Bae’s mother is easily the most beautiful woman I have ever seen.
It’s simple to say that I haven’t exactly run across many pretty women in my lifetime, but I hardly think that would make a difference. She is tall and athletically built. Her face is sharp and clear, with a pronounced jawlines and high cheekbones while she shares the same brown-blond hair as her son and the same crystal blue-grey eyes.
She opens the door before Bae gets the chance to knock. It’s very late in the night or very early in the morning, so I presume that she is expecting us. She looks at me, wide eyed and frozen, then turns her gaze to her son and throws her arms around him. I never took Bae to be the hugging type, but he embraces her back. I feel jealousy, and for the first time, I find myself wishing I had a mother who hugged me like that. I swallow the feeling.
“Oh, Wren,” she says, turning to me. The fact that she knows who I am makes me feel like a lot of time and effort went into this plan without any of my concent, like my marriage. I try hard not to grimace. Instead, I smile. “Come in. You look so cold, my dear. I’ll start a fire.”
Bae scoffs. “Why? It’s already so hot outside.”
I shoot him the darkest look I can muster. He flinches a little and I can feel the guilt seeping from him. “I’m-”
“Hush,” I snap in his direction. “I appreciate the whole barging into my room in the middle of the night and taking me away from everything I’ve ever known, but all I have is one request. And that’s to be told what’s going on.”
I hear laughter coming from the other side of the room. There are flames already dancing lively in the fireplace. I’ve never seen anyone start a fire that quickly. The thought comes out of nowhere, but I can’t deny it. She hangs a kettle in the fireplace and I know that she’s making tea. “You remind me so much of your father. He didn’t like being told what to do very much, either,” she says.
I’m stunned. “My...father?” I knew I had a father. It’s common sense. There needs to be two people to create a new one. I never questioned who those people were because I was all the proof I needed to assure myself that they existed. I kept on telling myself that my Grandmother could love me enough for both of the parents I never knew.
“Sit down,” she says, referring me to a comfortable looking chair by the fire. I do so grudgingly. “I’ve been a friend of your father for a long time. You could say that we went to school together.”
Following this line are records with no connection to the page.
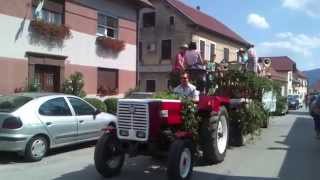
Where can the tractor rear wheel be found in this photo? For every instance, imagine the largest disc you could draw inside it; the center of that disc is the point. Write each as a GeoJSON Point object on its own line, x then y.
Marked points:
{"type": "Point", "coordinates": [214, 136]}
{"type": "Point", "coordinates": [108, 155]}
{"type": "Point", "coordinates": [180, 160]}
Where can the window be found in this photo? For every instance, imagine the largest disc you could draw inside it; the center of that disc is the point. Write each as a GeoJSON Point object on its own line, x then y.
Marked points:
{"type": "Point", "coordinates": [212, 52]}
{"type": "Point", "coordinates": [107, 81]}
{"type": "Point", "coordinates": [149, 19]}
{"type": "Point", "coordinates": [80, 107]}
{"type": "Point", "coordinates": [55, 107]}
{"type": "Point", "coordinates": [140, 52]}
{"type": "Point", "coordinates": [9, 104]}
{"type": "Point", "coordinates": [202, 48]}
{"type": "Point", "coordinates": [171, 20]}
{"type": "Point", "coordinates": [107, 26]}
{"type": "Point", "coordinates": [166, 48]}
{"type": "Point", "coordinates": [226, 54]}
{"type": "Point", "coordinates": [151, 86]}
{"type": "Point", "coordinates": [50, 13]}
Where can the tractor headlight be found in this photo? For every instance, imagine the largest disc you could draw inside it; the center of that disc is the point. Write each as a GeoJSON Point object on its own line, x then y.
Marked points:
{"type": "Point", "coordinates": [140, 134]}
{"type": "Point", "coordinates": [164, 113]}
{"type": "Point", "coordinates": [124, 133]}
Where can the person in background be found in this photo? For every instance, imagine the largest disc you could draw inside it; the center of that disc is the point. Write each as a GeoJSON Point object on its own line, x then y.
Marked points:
{"type": "Point", "coordinates": [179, 64]}
{"type": "Point", "coordinates": [315, 113]}
{"type": "Point", "coordinates": [242, 56]}
{"type": "Point", "coordinates": [306, 99]}
{"type": "Point", "coordinates": [211, 68]}
{"type": "Point", "coordinates": [195, 66]}
{"type": "Point", "coordinates": [178, 67]}
{"type": "Point", "coordinates": [186, 88]}
{"type": "Point", "coordinates": [252, 59]}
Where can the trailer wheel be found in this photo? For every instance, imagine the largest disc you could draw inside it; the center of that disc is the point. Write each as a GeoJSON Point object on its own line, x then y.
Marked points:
{"type": "Point", "coordinates": [180, 160]}
{"type": "Point", "coordinates": [266, 122]}
{"type": "Point", "coordinates": [108, 156]}
{"type": "Point", "coordinates": [214, 136]}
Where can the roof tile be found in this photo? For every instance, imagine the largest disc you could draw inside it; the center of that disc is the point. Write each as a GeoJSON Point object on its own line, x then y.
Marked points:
{"type": "Point", "coordinates": [207, 21]}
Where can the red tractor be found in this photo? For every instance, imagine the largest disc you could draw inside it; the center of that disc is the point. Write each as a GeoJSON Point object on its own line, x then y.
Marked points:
{"type": "Point", "coordinates": [152, 126]}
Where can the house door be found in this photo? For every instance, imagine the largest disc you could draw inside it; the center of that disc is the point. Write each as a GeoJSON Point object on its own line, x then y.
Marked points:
{"type": "Point", "coordinates": [48, 77]}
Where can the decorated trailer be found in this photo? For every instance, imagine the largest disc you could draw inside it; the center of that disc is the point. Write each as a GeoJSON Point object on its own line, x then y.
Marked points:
{"type": "Point", "coordinates": [157, 126]}
{"type": "Point", "coordinates": [184, 130]}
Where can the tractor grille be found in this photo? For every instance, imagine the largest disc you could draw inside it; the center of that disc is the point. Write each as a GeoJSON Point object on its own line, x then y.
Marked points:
{"type": "Point", "coordinates": [133, 120]}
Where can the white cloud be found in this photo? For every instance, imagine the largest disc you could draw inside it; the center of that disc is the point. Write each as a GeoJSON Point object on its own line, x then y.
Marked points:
{"type": "Point", "coordinates": [301, 44]}
{"type": "Point", "coordinates": [301, 47]}
{"type": "Point", "coordinates": [257, 21]}
{"type": "Point", "coordinates": [310, 7]}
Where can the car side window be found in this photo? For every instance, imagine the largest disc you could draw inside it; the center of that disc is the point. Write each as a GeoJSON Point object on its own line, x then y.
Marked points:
{"type": "Point", "coordinates": [55, 107]}
{"type": "Point", "coordinates": [80, 107]}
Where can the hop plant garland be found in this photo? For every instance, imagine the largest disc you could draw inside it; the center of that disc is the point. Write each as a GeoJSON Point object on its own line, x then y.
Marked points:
{"type": "Point", "coordinates": [190, 117]}
{"type": "Point", "coordinates": [189, 112]}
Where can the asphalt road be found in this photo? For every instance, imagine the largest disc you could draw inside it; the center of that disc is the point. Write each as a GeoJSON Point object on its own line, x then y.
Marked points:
{"type": "Point", "coordinates": [288, 150]}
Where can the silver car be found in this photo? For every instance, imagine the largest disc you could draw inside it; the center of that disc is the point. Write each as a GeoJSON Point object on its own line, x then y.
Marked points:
{"type": "Point", "coordinates": [32, 123]}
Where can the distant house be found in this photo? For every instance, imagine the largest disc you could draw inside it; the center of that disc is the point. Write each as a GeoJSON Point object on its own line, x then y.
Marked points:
{"type": "Point", "coordinates": [45, 45]}
{"type": "Point", "coordinates": [285, 69]}
{"type": "Point", "coordinates": [172, 23]}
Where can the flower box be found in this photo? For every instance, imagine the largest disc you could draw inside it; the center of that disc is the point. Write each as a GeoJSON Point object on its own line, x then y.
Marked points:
{"type": "Point", "coordinates": [52, 32]}
{"type": "Point", "coordinates": [107, 43]}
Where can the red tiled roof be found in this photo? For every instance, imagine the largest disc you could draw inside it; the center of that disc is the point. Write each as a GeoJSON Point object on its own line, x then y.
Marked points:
{"type": "Point", "coordinates": [317, 86]}
{"type": "Point", "coordinates": [282, 63]}
{"type": "Point", "coordinates": [301, 75]}
{"type": "Point", "coordinates": [277, 76]}
{"type": "Point", "coordinates": [206, 21]}
{"type": "Point", "coordinates": [145, 3]}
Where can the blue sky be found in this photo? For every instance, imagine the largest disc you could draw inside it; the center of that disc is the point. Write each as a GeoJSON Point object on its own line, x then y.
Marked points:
{"type": "Point", "coordinates": [276, 27]}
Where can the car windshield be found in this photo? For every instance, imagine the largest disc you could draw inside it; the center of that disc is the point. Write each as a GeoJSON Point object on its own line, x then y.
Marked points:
{"type": "Point", "coordinates": [11, 103]}
{"type": "Point", "coordinates": [293, 97]}
{"type": "Point", "coordinates": [139, 95]}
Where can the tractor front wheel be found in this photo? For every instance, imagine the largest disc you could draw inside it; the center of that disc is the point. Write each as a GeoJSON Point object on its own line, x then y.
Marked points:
{"type": "Point", "coordinates": [180, 160]}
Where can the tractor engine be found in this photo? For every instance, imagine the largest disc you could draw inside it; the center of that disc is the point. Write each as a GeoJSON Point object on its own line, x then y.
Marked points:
{"type": "Point", "coordinates": [141, 120]}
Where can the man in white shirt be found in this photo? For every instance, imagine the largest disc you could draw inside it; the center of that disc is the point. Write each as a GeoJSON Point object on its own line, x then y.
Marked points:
{"type": "Point", "coordinates": [186, 88]}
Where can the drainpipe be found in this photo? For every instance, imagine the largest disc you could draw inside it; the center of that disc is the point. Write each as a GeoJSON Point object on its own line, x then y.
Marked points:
{"type": "Point", "coordinates": [137, 48]}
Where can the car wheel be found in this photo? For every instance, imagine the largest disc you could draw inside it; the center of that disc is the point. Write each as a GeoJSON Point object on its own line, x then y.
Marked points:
{"type": "Point", "coordinates": [36, 148]}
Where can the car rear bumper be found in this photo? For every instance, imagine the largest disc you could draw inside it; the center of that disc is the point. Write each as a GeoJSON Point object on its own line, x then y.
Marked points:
{"type": "Point", "coordinates": [13, 143]}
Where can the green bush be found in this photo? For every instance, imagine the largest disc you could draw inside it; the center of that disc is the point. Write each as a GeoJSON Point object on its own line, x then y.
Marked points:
{"type": "Point", "coordinates": [165, 95]}
{"type": "Point", "coordinates": [111, 105]}
{"type": "Point", "coordinates": [250, 118]}
{"type": "Point", "coordinates": [97, 104]}
{"type": "Point", "coordinates": [281, 105]}
{"type": "Point", "coordinates": [74, 85]}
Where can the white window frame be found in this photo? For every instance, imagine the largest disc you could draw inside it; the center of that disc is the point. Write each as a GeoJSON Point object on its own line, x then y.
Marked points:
{"type": "Point", "coordinates": [155, 84]}
{"type": "Point", "coordinates": [172, 49]}
{"type": "Point", "coordinates": [207, 47]}
{"type": "Point", "coordinates": [107, 27]}
{"type": "Point", "coordinates": [51, 16]}
{"type": "Point", "coordinates": [215, 49]}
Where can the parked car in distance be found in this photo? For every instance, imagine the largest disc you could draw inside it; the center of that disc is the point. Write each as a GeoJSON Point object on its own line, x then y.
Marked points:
{"type": "Point", "coordinates": [33, 123]}
{"type": "Point", "coordinates": [293, 102]}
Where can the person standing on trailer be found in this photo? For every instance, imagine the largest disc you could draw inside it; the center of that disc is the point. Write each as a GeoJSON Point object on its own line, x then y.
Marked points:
{"type": "Point", "coordinates": [195, 66]}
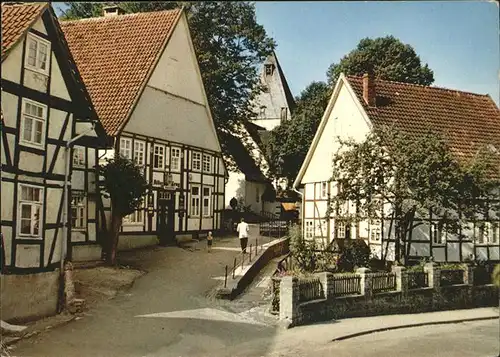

I bite my tongue to keep from asking her how it was possible that they went to school together. Women don’t get a formal schooling like men do. She continues.
“You’re special, Wren. I think you’ve noticed that. You see energy trails, as I’ve been told, and that’s just the beginning of it. See, you’re special because your father, he was special. I’m special. Bae’s special.” She said each word slowly and carefully. I frowned.
“Please,” I say as politely as I possibly can. I was raised to be polite and I found that it’s a powerful force. “I’d just like to hear it. I’d appreciate if you wouldn’t beat around the bush.”
“Alright then,” she nods her head, eyes closed like this is difficult for her. “Your father fell in love with a woman he was not supposed to. He was old enough to know that he was doing something wrong, but that hardly slowed him. After a few years, she became pregnant. He knew that he couldn’t raise you because people like him, people like us, we’re not supposed to fall in love like that.”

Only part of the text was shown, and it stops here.